Niet alleen de geluidsman, ook Honigmann zelf is als interviewer op haar best. Zij verstaat de kunst om mensen snel op hun gemak te stellen, waardoor zij gemakkelijk tot ontboezemingen komen. “Ik noem wat ik doe geen interviews, maar het voeren van gesprekken. In een interview volg je een uitgestippelde lijn, terwijl je bij een gesprek bochten en zijpaadjes inslaat. Ik heb wel een paar punten die ik aan de orde wil stellen, maar verder laat ik het open.”

De terloopsheid waarmee de film zaken aanstipt, wordt nogal eens versleten voor oppervlakkigheid. Mogelijk is dat de reden dat Het ondergronds orkest vorige maand op het International Documentary Filmfestival Amsterdam (IDFA) zelfs geen nominatie haalde voor de Joris Ivens Award. Er lijkt sprake van een patroon, want Honigmanns innemende O amor natural (1996) viel vorig jaar op dit festival ook al buiten de prijzen.
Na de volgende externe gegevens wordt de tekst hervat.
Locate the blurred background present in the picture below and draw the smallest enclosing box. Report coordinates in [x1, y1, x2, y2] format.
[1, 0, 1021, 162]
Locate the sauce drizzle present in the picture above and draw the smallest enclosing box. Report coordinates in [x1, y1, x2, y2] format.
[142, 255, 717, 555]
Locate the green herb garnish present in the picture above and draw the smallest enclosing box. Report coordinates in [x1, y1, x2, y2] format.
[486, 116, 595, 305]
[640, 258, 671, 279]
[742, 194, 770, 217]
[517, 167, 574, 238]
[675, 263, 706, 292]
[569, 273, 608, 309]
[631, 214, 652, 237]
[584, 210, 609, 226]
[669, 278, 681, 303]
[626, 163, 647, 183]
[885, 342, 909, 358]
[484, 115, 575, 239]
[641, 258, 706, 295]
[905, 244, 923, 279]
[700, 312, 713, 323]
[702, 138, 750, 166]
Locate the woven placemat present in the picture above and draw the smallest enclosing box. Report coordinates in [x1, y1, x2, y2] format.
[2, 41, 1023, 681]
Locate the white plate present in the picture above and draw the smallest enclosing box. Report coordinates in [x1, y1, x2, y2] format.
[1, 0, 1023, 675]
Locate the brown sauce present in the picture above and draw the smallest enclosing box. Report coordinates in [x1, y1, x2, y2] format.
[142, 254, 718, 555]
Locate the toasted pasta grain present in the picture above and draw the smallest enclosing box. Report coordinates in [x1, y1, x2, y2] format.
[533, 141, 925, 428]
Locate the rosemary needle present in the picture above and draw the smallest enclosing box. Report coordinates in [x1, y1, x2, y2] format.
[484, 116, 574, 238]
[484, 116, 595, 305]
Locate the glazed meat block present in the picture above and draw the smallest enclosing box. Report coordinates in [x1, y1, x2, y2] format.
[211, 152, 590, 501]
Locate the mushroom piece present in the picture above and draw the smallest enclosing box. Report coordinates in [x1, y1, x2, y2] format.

Een paar jaar eerder had zij eveneens het nakijken op het Nederlands Film Festival met haar documentaire Metaal en melancholie (1993). Daarmee doet zich de curieuze situatie voor dat drie van Nederlands mooiste documentaires uit de afgelopen jaren wel een karrenvracht aan buitenlandse prijzen in de wacht sleepten, maar geen enkele Nederlandse bekroning.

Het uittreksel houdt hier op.